The well fluid outflow control 135 will be further explained below with reference to FIG. 3. In the present example embodiment of a well drilling system, pressure in the annulus 115 may be maintained by communicating to the control system 146 signals from the flow meter 152, pressure transducer 116, pressure sensor 147 and in some embodiments a second flow meter 126 disposed in the fluid discharge line 124. Control signals from the control system 146 may operate the well fluid outflow control 135 and the mud pump(s) 138 to maintain a selected fluid pressure in the annulus 115. The selected fluid pressure may be calculated substantially as explained above with reference to FIG. 1 and in a manner similar to operation of a controllable choke as disclosed in U.S. Pat. No. 6,904,891 issued to van Riet, incorporated herein by reference in its entirety. When the mud pump(s) are switched off, such as during adding a segment of dill pipe to the drill string 112 or removing a segment therefrom, pressure in the annulus 115 may be maintained using the fluid injection system comprising the injection fluid supply 143 which may comprise a storage tank and one or more injection pumps (not shown separately) and the pressure measurement generated by the injection fluid pressure sensor disposed anywhere in the injection fluid supply passage, e.g., at 156.

One example embodiment of a well outflow control is shown schematically in FIG. 3. The well fluid outflow control 135 may comprise one or more pipe ram(s) 10 of types known to be used in blowout preventers (BOPs). Pipe rams may comprise one or more sealing elements (not shown separately for clarity) configured to sealingly engage the exterior of tubular members such as drill pipe, drill collars and other drill string components passing through a center bore of the pipe ram 10 when an associated actuator 11 is operated to urge the one or more sealing elements toward the tubular member. In some embodiments, the pipe ram may comprise two, opposed, substantially identical pipe rams that move in opposed directions when actuated. An example pipe ram that may be used in some embodiments is described on the Internet site Drillingformulas.com, in an article entitled, “Ram Preventers as Well Control Equipment”, available at the URL http ://www.driliingformulas.co/ram-preventers-as-well-control-equipment/downloaded on December 16, 2016. The pipe ram(s) 10 may be operated by the control system 146 to restrict upward flow of drilling fluid out of the wellbore (112 in FIG. 2) so as to maintain a selected setpoint fluid pressure in the wellbore (112 in FIG. 2). A fluid pressure in the wellbore upstream of the well fluid outflow control 135 may be measured by a pressure sensor 15 in fluid communication with a control line 14 coupled to or below the pipe rams 10. Flow rate may be measured in the control line 14 using a flow meter 17, for example a mass flow meter or a Coriolis-type flow meter. Signals from the pressure sensor 15 and the flow meter may be conducted to the control unit (146 in FIG. 2) to enable more precise control of the pipe rams 10 in maintaining a selected pressure in the wellbore (112 in FIG. 2) below the pipe rams 10. After leaving the pipe rams 10, fluid leaving the wellbore may be returned to the well drilling system substantially as explained with reference to FIG. 2.

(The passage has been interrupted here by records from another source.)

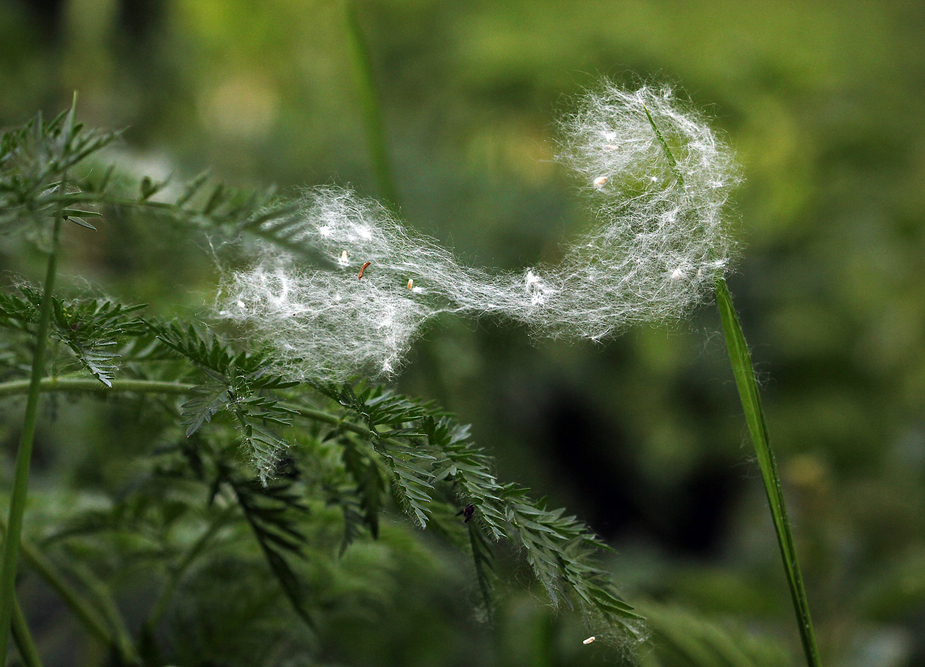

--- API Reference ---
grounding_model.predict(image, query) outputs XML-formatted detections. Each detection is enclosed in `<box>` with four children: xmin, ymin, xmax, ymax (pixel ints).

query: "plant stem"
<box><xmin>0</xmin><ymin>377</ymin><xmax>193</xmax><ymax>398</ymax></box>
<box><xmin>341</xmin><ymin>0</ymin><xmax>399</xmax><ymax>208</ymax></box>
<box><xmin>145</xmin><ymin>505</ymin><xmax>238</xmax><ymax>633</ymax></box>
<box><xmin>716</xmin><ymin>278</ymin><xmax>822</xmax><ymax>667</ymax></box>
<box><xmin>0</xmin><ymin>205</ymin><xmax>67</xmax><ymax>660</ymax></box>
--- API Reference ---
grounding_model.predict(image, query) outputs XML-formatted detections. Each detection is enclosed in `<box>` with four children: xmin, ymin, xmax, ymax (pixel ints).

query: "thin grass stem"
<box><xmin>341</xmin><ymin>0</ymin><xmax>400</xmax><ymax>208</ymax></box>
<box><xmin>0</xmin><ymin>190</ymin><xmax>67</xmax><ymax>659</ymax></box>
<box><xmin>716</xmin><ymin>278</ymin><xmax>822</xmax><ymax>667</ymax></box>
<box><xmin>13</xmin><ymin>597</ymin><xmax>42</xmax><ymax>667</ymax></box>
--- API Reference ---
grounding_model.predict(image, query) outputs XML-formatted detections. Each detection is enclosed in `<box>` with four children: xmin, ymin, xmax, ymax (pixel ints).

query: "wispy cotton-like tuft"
<box><xmin>220</xmin><ymin>86</ymin><xmax>738</xmax><ymax>381</ymax></box>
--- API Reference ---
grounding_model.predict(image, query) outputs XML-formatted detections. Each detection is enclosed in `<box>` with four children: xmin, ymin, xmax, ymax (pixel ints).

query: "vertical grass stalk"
<box><xmin>716</xmin><ymin>278</ymin><xmax>822</xmax><ymax>667</ymax></box>
<box><xmin>13</xmin><ymin>597</ymin><xmax>42</xmax><ymax>667</ymax></box>
<box><xmin>0</xmin><ymin>189</ymin><xmax>67</xmax><ymax>660</ymax></box>
<box><xmin>341</xmin><ymin>0</ymin><xmax>399</xmax><ymax>209</ymax></box>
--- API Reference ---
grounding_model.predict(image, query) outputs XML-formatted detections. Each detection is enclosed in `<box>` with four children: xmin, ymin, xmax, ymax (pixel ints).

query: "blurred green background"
<box><xmin>0</xmin><ymin>0</ymin><xmax>925</xmax><ymax>666</ymax></box>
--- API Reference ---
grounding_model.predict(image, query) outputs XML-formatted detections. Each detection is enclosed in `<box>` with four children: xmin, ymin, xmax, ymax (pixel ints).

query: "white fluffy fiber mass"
<box><xmin>219</xmin><ymin>86</ymin><xmax>738</xmax><ymax>381</ymax></box>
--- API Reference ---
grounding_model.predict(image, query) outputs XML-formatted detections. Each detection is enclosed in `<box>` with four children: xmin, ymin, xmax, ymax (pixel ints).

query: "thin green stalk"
<box><xmin>13</xmin><ymin>598</ymin><xmax>42</xmax><ymax>667</ymax></box>
<box><xmin>716</xmin><ymin>278</ymin><xmax>822</xmax><ymax>667</ymax></box>
<box><xmin>70</xmin><ymin>566</ymin><xmax>141</xmax><ymax>665</ymax></box>
<box><xmin>341</xmin><ymin>0</ymin><xmax>399</xmax><ymax>207</ymax></box>
<box><xmin>145</xmin><ymin>505</ymin><xmax>238</xmax><ymax>632</ymax></box>
<box><xmin>0</xmin><ymin>201</ymin><xmax>67</xmax><ymax>659</ymax></box>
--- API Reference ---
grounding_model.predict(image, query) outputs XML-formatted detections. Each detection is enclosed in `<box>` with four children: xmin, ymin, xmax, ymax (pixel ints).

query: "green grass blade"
<box><xmin>716</xmin><ymin>278</ymin><xmax>822</xmax><ymax>667</ymax></box>
<box><xmin>341</xmin><ymin>0</ymin><xmax>399</xmax><ymax>208</ymax></box>
<box><xmin>0</xmin><ymin>205</ymin><xmax>67</xmax><ymax>657</ymax></box>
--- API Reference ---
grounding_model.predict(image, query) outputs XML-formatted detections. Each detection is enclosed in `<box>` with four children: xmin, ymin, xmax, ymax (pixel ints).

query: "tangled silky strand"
<box><xmin>219</xmin><ymin>85</ymin><xmax>738</xmax><ymax>381</ymax></box>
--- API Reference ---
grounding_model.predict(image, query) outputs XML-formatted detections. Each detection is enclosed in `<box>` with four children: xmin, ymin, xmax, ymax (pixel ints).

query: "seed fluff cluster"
<box><xmin>219</xmin><ymin>84</ymin><xmax>738</xmax><ymax>381</ymax></box>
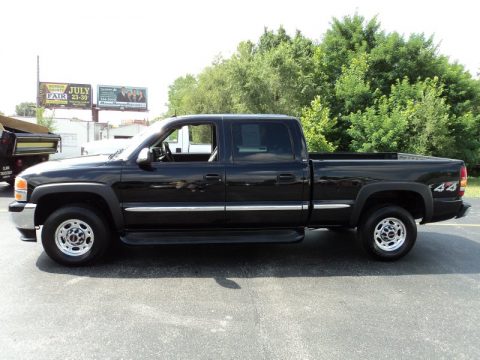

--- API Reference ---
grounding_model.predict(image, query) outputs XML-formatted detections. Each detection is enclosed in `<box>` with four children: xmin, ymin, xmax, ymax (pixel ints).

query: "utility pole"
<box><xmin>37</xmin><ymin>55</ymin><xmax>40</xmax><ymax>109</ymax></box>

For land drilling, or for marine drilling with an open riser, the components shown in FIG. 3 above dividing line 19, including flow spool 12 below the pipe rams 10 may be provided. For certain types of marine drilling, wherein pressure control equipment is provided below the bottom of a drilling riser, equipment used to connect the drilling riser to a wellhead 30 on the water bottom may be used. Such equipment may comprise a BOP stack 22, a lower marine riser package 20 and a connector 16 to couple the riser to the lower marine riser package 20. Irrespective of whether the land/marine embodiment or the marine embodiment is used, the pipe ram(s) 10 may provide an automatically (or manually) adjustable flow restriction acting as the well fluid outflow control 135 so that a selected wellbore pressure or wellbore pressure profile is maintained in the well below the well fluid outflow control 135 without the need to use a rotating control device or similar rotating fluid pressure control apparatus. In some embodiments, the actuator(s) 11 may comprise a linear position sensor 11A in signal communication with the control unit (146 in FIG. 2). Measurements of position of the actuator may be used by the control unit 146 to more precisely control the actuator(s) and may be used in some cases to detect a well fluid influx or a loss of well fluid to one or more formations. Techniques for using linear position sensor measurements for such purpose are described in U.S. Pat. No. 7,562,723 issued to Reitsma.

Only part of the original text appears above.